——金曜の午後。
 来週のクライアント提案に向け、社内は慌ただしさを増していた。
 美咲は神崎の補佐として、資料の最終チェックや進行管理に追われていたが、不思議と今週はそれが苦ではなかった。
 あの日、宮園から聞いた“神崎の過去”が、厳しい言葉の奥にあるものを少しだけ理解させてくれたからだ。

(もっと役に立ちたい……)

 そう思うと、自然と動きが早くなり、神崎からも「判断が早くなったな」と短い評価をもらえた。
 その一言だけで、胸が熱くなる。

 

 夕方、営業チームの一員が美咲のデスクにやってきた。
 若手の営業マン・藤村だ。
 明るい笑顔で軽く手を挙げる。

「春川さん、あの資料ありがと。助かったよ」
「いえ、私も勉強になりました」
「じゃあお礼に、今度ランチでもどう?」

 冗談半分のような軽い誘い。
 美咲も笑って「考えときます」と返した——その瞬間。

「春川」

 低く、鋭い声。
 振り向くと、神崎が資料を手に立っていた。
 視線は藤村を一瞥しただけで、美咲に向けられている。

「その件、確認が必要だ。来い」
「あ、はい……」

 強引に歩かされ、会議室の扉が閉まった瞬間、神崎の声が落ちる。

「……あいつと何を話してた」

「え……ただお礼を言われただけで」
「“ランチでもどう”と聞こえたが」

「そ、それは……冗談だと思います」

 神崎はしばらく黙っていたが、やがて机に資料を置き、ゆっくりと近づく。
 距離が狭まり、息が触れそうなほどに迫られる。

「……俺の前で、他の男からの誘いに笑って答えるな」

 その声は、冷たさと熱さが入り混じっていた。
 驚きで言葉が詰まる。

「で、でも……課長だって、宮園さんと——」
「それとこれとは違う」

 ぴたりと間を詰められ、壁に背中が触れる。
 神崎の瞳がまっすぐに美咲を射抜く。

「俺は……お前が笑うのは、俺にだけでいいと思ってる」

 喉が熱くなり、呼吸が乱れる。
 何かを返そうとしても、声にならない。
 神崎はしばらくそのまま見つめ、それから小さく息を吐いた。

「……もう行け。
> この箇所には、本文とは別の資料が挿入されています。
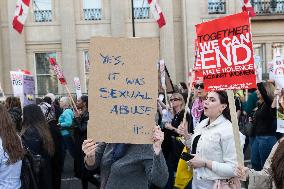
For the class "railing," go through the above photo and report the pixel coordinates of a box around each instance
[251,0,284,15]
[83,9,102,20]
[34,10,52,22]
[133,7,150,19]
[208,1,226,14]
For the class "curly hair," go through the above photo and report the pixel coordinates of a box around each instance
[0,104,24,164]
[271,140,284,189]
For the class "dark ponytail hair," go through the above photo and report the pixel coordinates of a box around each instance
[271,140,284,189]
[81,95,88,109]
[215,91,232,122]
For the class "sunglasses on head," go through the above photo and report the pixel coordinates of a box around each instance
[194,83,204,89]
[170,98,180,102]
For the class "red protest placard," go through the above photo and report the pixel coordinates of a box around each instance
[195,12,256,91]
[48,58,67,85]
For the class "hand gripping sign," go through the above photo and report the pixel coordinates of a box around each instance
[48,57,78,112]
[195,12,256,91]
[195,12,256,165]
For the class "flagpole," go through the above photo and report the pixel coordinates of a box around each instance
[131,0,135,37]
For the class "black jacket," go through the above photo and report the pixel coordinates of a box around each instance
[22,127,52,189]
[73,111,89,178]
[8,107,22,132]
[253,83,277,136]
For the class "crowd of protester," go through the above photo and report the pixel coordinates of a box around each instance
[0,77,284,189]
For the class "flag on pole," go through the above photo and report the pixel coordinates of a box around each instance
[148,0,166,28]
[242,0,255,17]
[13,0,30,33]
[48,58,67,85]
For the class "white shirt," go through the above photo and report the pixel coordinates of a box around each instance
[186,115,244,180]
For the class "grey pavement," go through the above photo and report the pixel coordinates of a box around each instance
[61,152,98,189]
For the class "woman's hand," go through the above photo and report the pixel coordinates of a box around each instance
[188,155,206,169]
[82,139,98,166]
[234,165,249,180]
[153,126,164,155]
[177,122,190,140]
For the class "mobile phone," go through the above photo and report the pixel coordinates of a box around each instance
[180,152,194,161]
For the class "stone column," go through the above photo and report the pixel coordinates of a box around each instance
[185,0,202,71]
[262,42,273,76]
[59,0,78,92]
[110,0,126,37]
[159,0,177,83]
[5,1,27,70]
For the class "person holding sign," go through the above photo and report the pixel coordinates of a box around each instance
[251,82,277,171]
[179,91,243,189]
[0,104,24,189]
[82,126,168,189]
[73,95,99,189]
[58,97,74,170]
[163,93,189,189]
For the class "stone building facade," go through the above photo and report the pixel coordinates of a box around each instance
[0,0,284,95]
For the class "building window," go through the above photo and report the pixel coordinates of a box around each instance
[84,51,91,90]
[208,0,226,14]
[33,0,52,22]
[133,0,150,19]
[272,43,284,57]
[83,0,102,20]
[253,43,268,79]
[35,52,58,96]
[251,0,284,15]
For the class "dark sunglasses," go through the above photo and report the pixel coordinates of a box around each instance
[170,98,180,102]
[194,83,204,89]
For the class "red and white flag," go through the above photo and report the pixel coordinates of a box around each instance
[242,0,255,17]
[148,0,166,28]
[48,58,67,85]
[13,0,30,33]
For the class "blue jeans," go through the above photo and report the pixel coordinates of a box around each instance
[250,136,277,171]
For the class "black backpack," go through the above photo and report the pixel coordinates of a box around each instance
[21,146,45,189]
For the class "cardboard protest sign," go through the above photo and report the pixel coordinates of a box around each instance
[74,77,82,99]
[254,55,262,81]
[195,12,256,91]
[276,92,284,133]
[272,55,284,89]
[88,37,159,144]
[10,71,24,103]
[23,74,36,106]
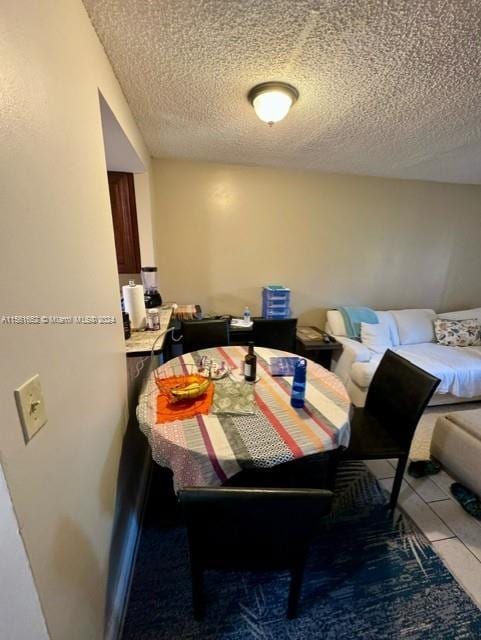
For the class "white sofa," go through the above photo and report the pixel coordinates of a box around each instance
[326,308,481,407]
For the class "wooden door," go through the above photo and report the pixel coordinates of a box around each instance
[108,171,140,273]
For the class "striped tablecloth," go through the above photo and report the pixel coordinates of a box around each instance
[137,346,350,490]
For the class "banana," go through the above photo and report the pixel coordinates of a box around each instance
[170,380,210,402]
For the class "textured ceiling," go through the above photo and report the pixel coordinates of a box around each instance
[83,0,481,183]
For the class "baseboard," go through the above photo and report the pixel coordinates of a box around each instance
[104,447,151,640]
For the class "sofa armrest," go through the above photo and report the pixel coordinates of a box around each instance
[333,336,372,383]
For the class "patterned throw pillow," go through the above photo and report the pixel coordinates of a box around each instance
[434,318,481,347]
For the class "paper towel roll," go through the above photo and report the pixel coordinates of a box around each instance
[122,284,146,330]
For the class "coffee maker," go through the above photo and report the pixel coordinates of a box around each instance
[141,267,162,309]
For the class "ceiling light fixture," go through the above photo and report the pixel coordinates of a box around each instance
[247,82,299,126]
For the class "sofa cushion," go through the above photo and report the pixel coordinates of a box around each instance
[391,309,436,345]
[376,311,399,347]
[351,355,381,389]
[361,322,392,353]
[434,318,480,347]
[326,309,346,336]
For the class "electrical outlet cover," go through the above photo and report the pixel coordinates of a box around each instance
[15,374,47,443]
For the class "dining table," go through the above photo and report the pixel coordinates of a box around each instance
[137,346,351,491]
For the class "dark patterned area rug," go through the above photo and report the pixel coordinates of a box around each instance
[123,463,481,640]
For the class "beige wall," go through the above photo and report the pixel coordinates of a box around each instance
[0,0,150,640]
[153,160,481,322]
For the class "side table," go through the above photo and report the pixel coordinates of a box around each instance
[296,326,342,370]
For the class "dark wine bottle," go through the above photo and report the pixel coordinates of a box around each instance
[244,342,257,382]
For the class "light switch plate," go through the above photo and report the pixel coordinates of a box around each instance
[15,374,47,444]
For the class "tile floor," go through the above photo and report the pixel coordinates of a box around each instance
[366,460,481,609]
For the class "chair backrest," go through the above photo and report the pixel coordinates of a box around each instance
[181,318,229,353]
[252,318,297,352]
[179,487,332,569]
[364,349,440,446]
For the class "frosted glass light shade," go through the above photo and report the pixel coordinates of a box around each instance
[248,82,299,125]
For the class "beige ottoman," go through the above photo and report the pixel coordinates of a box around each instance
[431,409,481,497]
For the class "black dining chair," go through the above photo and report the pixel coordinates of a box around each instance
[252,318,297,353]
[344,349,440,509]
[179,487,333,618]
[181,318,229,353]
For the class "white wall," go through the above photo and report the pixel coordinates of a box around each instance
[153,160,481,324]
[0,467,48,640]
[0,0,150,640]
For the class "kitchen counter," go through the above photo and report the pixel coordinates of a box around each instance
[125,307,172,358]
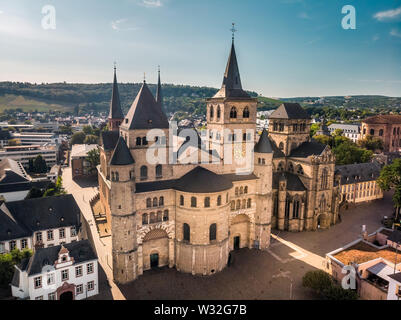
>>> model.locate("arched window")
[163,210,169,221]
[156,164,163,179]
[292,200,299,219]
[209,223,217,241]
[141,166,148,180]
[230,107,237,119]
[237,200,241,210]
[191,197,197,208]
[183,223,191,242]
[242,107,249,119]
[157,211,163,222]
[321,169,329,190]
[297,164,304,175]
[142,213,149,225]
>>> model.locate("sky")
[0,0,401,98]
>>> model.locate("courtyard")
[94,193,393,300]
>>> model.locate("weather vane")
[230,22,237,41]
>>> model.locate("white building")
[0,145,58,168]
[0,195,81,254]
[328,123,361,143]
[11,240,99,300]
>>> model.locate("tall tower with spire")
[108,65,124,131]
[207,24,257,170]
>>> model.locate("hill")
[0,82,281,115]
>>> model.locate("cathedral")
[98,36,340,284]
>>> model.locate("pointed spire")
[156,66,164,111]
[215,28,250,98]
[109,63,124,119]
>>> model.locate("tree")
[377,159,401,220]
[32,155,47,173]
[84,134,99,144]
[71,131,86,145]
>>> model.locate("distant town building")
[336,162,383,203]
[0,195,81,254]
[70,144,98,179]
[328,123,361,143]
[0,145,58,168]
[361,115,401,152]
[326,227,401,300]
[11,240,99,300]
[0,158,50,202]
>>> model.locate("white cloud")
[373,7,401,21]
[111,19,139,31]
[139,0,163,8]
[390,29,401,38]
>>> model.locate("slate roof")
[214,41,250,99]
[255,129,273,153]
[26,240,97,276]
[110,137,135,166]
[121,82,169,130]
[0,195,81,241]
[273,172,306,191]
[290,139,327,158]
[174,167,233,193]
[387,230,401,244]
[109,68,124,119]
[336,162,381,185]
[269,103,310,120]
[362,114,401,124]
[100,131,120,151]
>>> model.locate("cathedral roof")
[110,137,135,166]
[273,172,306,191]
[255,129,273,153]
[100,131,120,150]
[174,167,233,193]
[109,68,124,119]
[269,103,310,120]
[290,139,327,158]
[214,41,250,99]
[121,82,169,130]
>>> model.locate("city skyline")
[0,0,401,98]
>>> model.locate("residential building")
[361,114,401,152]
[326,226,401,300]
[336,162,383,203]
[70,144,98,179]
[328,123,361,143]
[0,145,58,168]
[0,195,81,253]
[11,240,99,300]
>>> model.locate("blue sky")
[0,0,401,97]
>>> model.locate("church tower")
[110,137,138,284]
[108,67,124,131]
[207,29,257,170]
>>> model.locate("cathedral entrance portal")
[150,253,159,269]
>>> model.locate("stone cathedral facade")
[98,37,340,283]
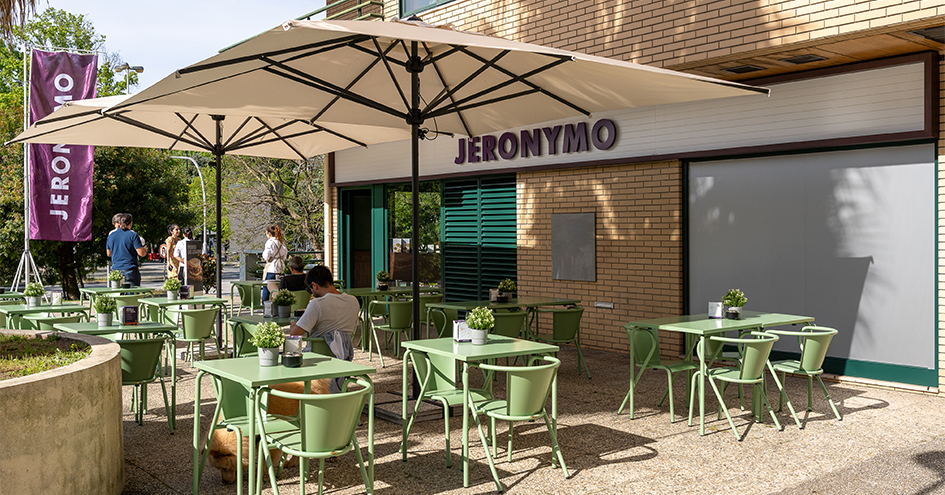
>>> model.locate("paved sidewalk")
[116,324,945,495]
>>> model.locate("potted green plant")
[23,282,46,306]
[466,306,495,345]
[92,295,118,327]
[164,277,180,301]
[108,270,125,289]
[496,278,518,302]
[272,289,295,318]
[249,321,285,366]
[377,270,390,290]
[722,289,748,320]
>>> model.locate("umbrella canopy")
[107,19,768,356]
[8,95,410,160]
[118,21,768,136]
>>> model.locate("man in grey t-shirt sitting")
[289,265,361,361]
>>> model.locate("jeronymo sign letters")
[453,119,617,165]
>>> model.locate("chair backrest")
[479,356,561,416]
[292,290,312,311]
[769,325,838,371]
[551,306,584,340]
[115,338,165,385]
[387,301,413,328]
[633,328,660,368]
[404,350,462,391]
[490,311,528,338]
[236,285,262,308]
[167,307,220,340]
[430,309,459,338]
[709,332,778,380]
[263,379,374,452]
[412,294,443,320]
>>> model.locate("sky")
[37,0,325,89]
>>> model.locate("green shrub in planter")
[722,289,748,308]
[466,306,495,330]
[92,296,118,314]
[164,278,180,292]
[499,278,518,293]
[23,282,46,297]
[272,289,295,306]
[249,321,285,349]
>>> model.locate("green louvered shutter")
[441,175,517,301]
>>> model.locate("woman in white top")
[262,225,289,301]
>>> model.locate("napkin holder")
[118,306,138,325]
[453,320,472,342]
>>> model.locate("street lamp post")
[115,62,144,95]
[171,156,207,253]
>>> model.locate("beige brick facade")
[333,0,945,388]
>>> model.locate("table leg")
[463,361,468,488]
[193,370,206,495]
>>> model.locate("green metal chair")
[256,379,374,495]
[689,332,783,442]
[368,301,413,368]
[534,306,591,378]
[410,293,443,339]
[292,290,312,314]
[167,307,220,361]
[768,325,843,428]
[115,337,174,433]
[230,285,263,316]
[400,349,492,467]
[617,328,699,423]
[469,356,570,492]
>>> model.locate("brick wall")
[516,161,685,356]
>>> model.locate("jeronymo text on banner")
[29,50,98,241]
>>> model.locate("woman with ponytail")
[262,225,289,301]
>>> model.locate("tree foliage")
[0,9,193,298]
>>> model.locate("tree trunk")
[56,242,79,300]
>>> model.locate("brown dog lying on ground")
[207,379,330,484]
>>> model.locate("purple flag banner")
[29,50,98,241]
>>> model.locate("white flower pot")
[469,328,489,345]
[95,313,114,328]
[258,347,279,367]
[277,306,292,318]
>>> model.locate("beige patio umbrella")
[112,18,768,352]
[8,95,410,297]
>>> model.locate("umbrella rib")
[106,113,213,152]
[447,47,591,116]
[263,61,407,119]
[423,50,509,136]
[177,34,370,75]
[371,37,410,115]
[310,43,397,122]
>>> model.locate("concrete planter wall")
[0,330,125,495]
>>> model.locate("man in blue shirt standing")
[105,213,148,286]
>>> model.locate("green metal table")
[193,353,377,495]
[0,304,89,329]
[230,280,269,316]
[79,287,154,308]
[624,311,814,435]
[427,296,581,335]
[139,296,226,323]
[400,335,558,488]
[223,315,295,357]
[53,321,177,433]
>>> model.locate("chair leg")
[817,375,843,421]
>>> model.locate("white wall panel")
[335,62,924,184]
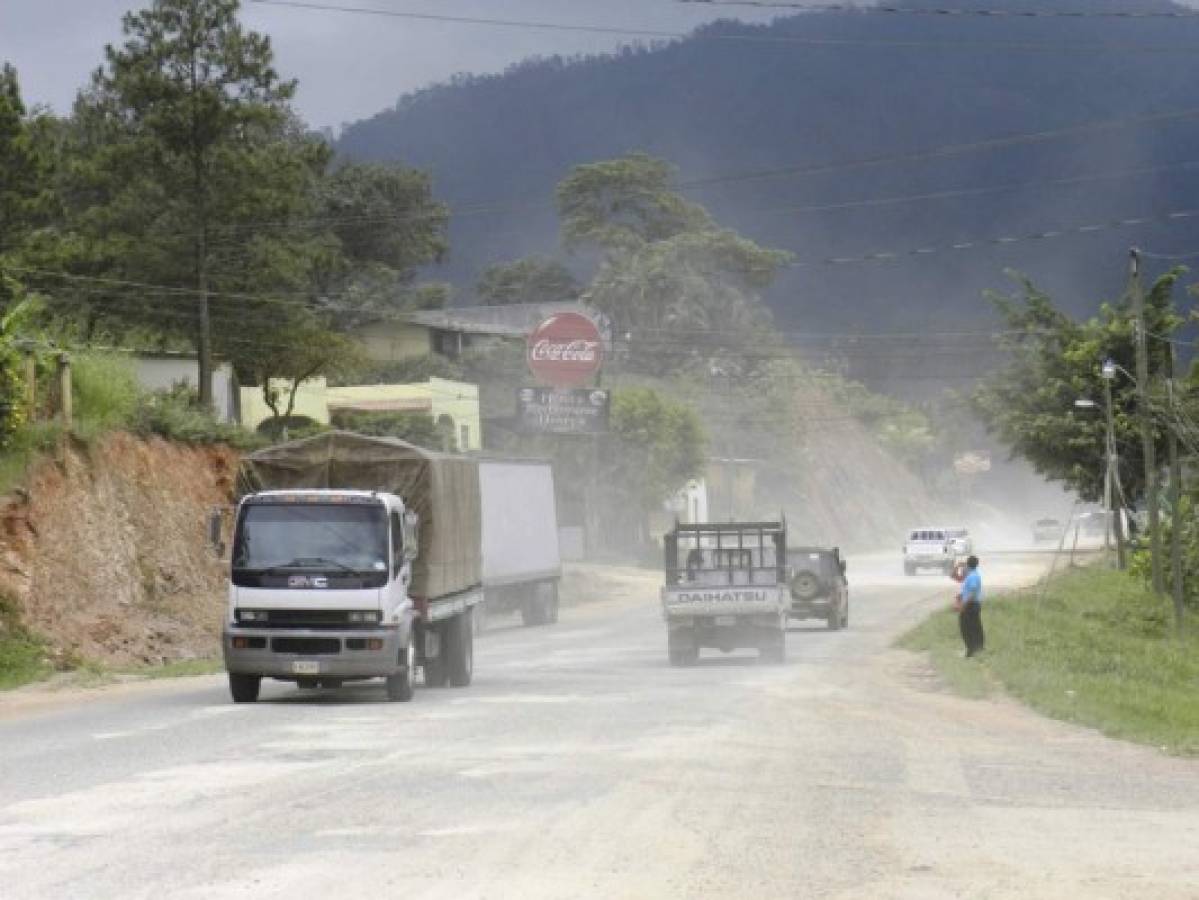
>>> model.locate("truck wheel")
[520,594,546,628]
[667,632,699,665]
[442,609,475,688]
[758,630,787,665]
[424,628,450,688]
[386,641,416,703]
[229,672,263,703]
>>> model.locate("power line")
[676,107,1199,191]
[249,0,1199,54]
[790,209,1199,268]
[1140,250,1199,262]
[675,0,1199,20]
[751,161,1199,215]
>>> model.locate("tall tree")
[83,0,302,405]
[972,270,1181,502]
[0,64,58,313]
[558,153,790,374]
[475,256,583,307]
[313,163,450,327]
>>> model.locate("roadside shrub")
[332,412,456,451]
[0,422,62,494]
[132,387,264,449]
[71,354,141,437]
[258,416,329,441]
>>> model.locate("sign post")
[517,313,610,552]
[529,313,603,387]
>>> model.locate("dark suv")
[787,546,849,632]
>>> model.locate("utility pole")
[1128,247,1165,593]
[1167,361,1185,638]
[1099,360,1126,572]
[1103,360,1125,570]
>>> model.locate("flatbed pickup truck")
[662,521,791,665]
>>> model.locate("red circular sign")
[529,313,603,387]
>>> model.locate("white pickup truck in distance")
[662,521,791,665]
[223,431,483,703]
[903,528,957,575]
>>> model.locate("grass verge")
[899,568,1199,755]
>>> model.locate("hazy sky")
[7,0,773,127]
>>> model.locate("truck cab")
[222,490,418,702]
[903,527,957,575]
[662,521,790,665]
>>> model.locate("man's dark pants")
[958,600,986,657]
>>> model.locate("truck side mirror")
[404,511,421,561]
[209,509,225,556]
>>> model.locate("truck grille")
[266,609,349,628]
[271,638,342,656]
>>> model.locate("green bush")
[0,597,54,690]
[71,354,141,437]
[900,567,1199,755]
[0,422,62,494]
[257,416,329,441]
[333,412,456,451]
[132,387,264,449]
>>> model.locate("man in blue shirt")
[958,556,986,657]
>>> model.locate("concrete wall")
[241,377,330,431]
[133,355,236,422]
[355,321,433,362]
[327,379,483,452]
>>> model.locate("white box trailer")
[478,458,562,626]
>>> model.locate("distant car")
[1032,519,1064,544]
[787,546,849,632]
[1078,513,1109,537]
[903,528,957,575]
[945,528,974,556]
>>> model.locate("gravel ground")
[0,556,1199,900]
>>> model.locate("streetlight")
[1099,357,1131,569]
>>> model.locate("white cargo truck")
[223,431,483,702]
[662,520,791,665]
[476,458,562,626]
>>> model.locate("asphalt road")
[0,556,1199,900]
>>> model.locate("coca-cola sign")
[529,313,603,387]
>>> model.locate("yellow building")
[241,377,483,453]
[326,379,483,453]
[354,302,603,362]
[241,376,329,431]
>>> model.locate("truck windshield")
[233,503,387,572]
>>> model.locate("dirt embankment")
[0,435,236,665]
[787,387,947,549]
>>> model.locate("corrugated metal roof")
[408,302,604,338]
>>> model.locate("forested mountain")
[338,0,1199,366]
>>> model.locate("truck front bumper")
[787,597,835,618]
[221,626,408,681]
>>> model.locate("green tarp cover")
[239,431,483,598]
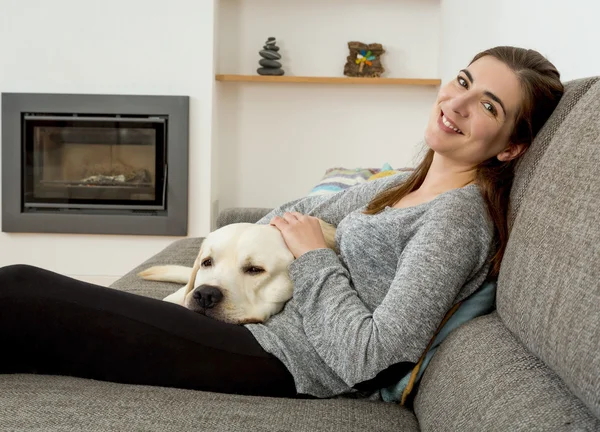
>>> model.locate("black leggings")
[0,265,302,397]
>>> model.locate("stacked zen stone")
[256,37,284,75]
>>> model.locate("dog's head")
[183,223,294,324]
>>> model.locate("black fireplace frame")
[1,93,189,236]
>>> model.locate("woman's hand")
[269,212,327,258]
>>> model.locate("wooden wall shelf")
[215,74,442,86]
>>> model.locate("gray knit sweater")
[246,173,493,397]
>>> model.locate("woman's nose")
[448,94,470,117]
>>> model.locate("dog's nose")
[193,285,223,309]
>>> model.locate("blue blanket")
[380,281,496,403]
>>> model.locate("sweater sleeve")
[290,199,490,386]
[256,172,408,226]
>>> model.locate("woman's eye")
[483,102,497,115]
[244,266,265,275]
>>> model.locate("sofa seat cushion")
[414,312,600,432]
[110,237,203,299]
[0,375,419,432]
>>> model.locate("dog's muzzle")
[192,285,223,309]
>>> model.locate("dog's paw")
[138,266,169,280]
[138,265,192,284]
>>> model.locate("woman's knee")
[0,264,44,286]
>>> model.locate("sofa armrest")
[217,207,273,228]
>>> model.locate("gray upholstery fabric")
[0,375,419,432]
[508,77,600,227]
[497,81,600,417]
[110,238,202,299]
[415,313,600,432]
[217,207,272,228]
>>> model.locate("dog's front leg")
[163,285,187,306]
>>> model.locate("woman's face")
[425,55,522,168]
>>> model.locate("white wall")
[440,0,600,85]
[216,0,440,208]
[0,0,600,276]
[0,0,214,276]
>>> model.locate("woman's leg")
[0,265,296,397]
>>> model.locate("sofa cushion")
[508,77,600,230]
[497,80,600,417]
[0,375,419,432]
[414,312,600,432]
[216,207,273,228]
[110,237,203,299]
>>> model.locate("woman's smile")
[438,110,464,135]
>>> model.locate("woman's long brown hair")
[365,46,564,278]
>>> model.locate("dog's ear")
[319,219,338,252]
[185,247,202,295]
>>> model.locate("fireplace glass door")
[22,114,167,211]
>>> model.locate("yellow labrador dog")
[139,220,335,324]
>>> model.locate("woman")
[0,47,563,397]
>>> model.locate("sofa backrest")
[414,77,600,431]
[497,78,600,417]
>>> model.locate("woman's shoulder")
[429,184,493,231]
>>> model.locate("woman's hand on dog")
[269,212,327,258]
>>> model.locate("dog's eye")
[244,266,265,275]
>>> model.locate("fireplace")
[2,93,188,235]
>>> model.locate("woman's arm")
[290,201,491,386]
[256,172,410,226]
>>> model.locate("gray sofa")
[0,77,600,432]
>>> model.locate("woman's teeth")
[442,115,462,134]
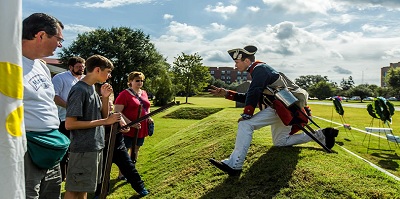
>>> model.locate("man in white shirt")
[22,13,64,199]
[52,57,85,180]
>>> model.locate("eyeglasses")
[53,35,64,44]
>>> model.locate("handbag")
[148,122,154,136]
[26,130,70,169]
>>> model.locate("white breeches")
[222,107,312,169]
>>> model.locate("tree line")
[58,27,400,106]
[295,73,400,102]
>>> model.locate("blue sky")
[22,0,400,85]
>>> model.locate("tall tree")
[59,27,173,104]
[172,52,211,103]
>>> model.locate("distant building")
[381,62,400,87]
[208,67,251,84]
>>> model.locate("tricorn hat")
[228,45,257,60]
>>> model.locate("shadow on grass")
[201,147,304,199]
[371,150,400,171]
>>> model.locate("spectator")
[52,57,85,180]
[22,13,65,198]
[115,71,153,179]
[65,55,121,199]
資料は後で確認する」

 背を向けた彼の姿は、いつも通り冷静なようで、どこか不安定にも見えた。

 

 会議室を出た美咲は、胸の鼓動が落ち着かないまま自席に戻った。
 すると、少し離れた場所で、宮園と神崎が資料を手に話している姿が目に入る。
 宮園が笑い、神崎が軽く頷く——それは仕事のやり取りに見えた。
 けれど、今の自分の心には、別の感情を呼び起こす。

(……さっきの言葉は、本気なの? それとも一時的な感情?)

 逆転したはずの嫉妬は、また別の形で胸に渦を巻き始めていた。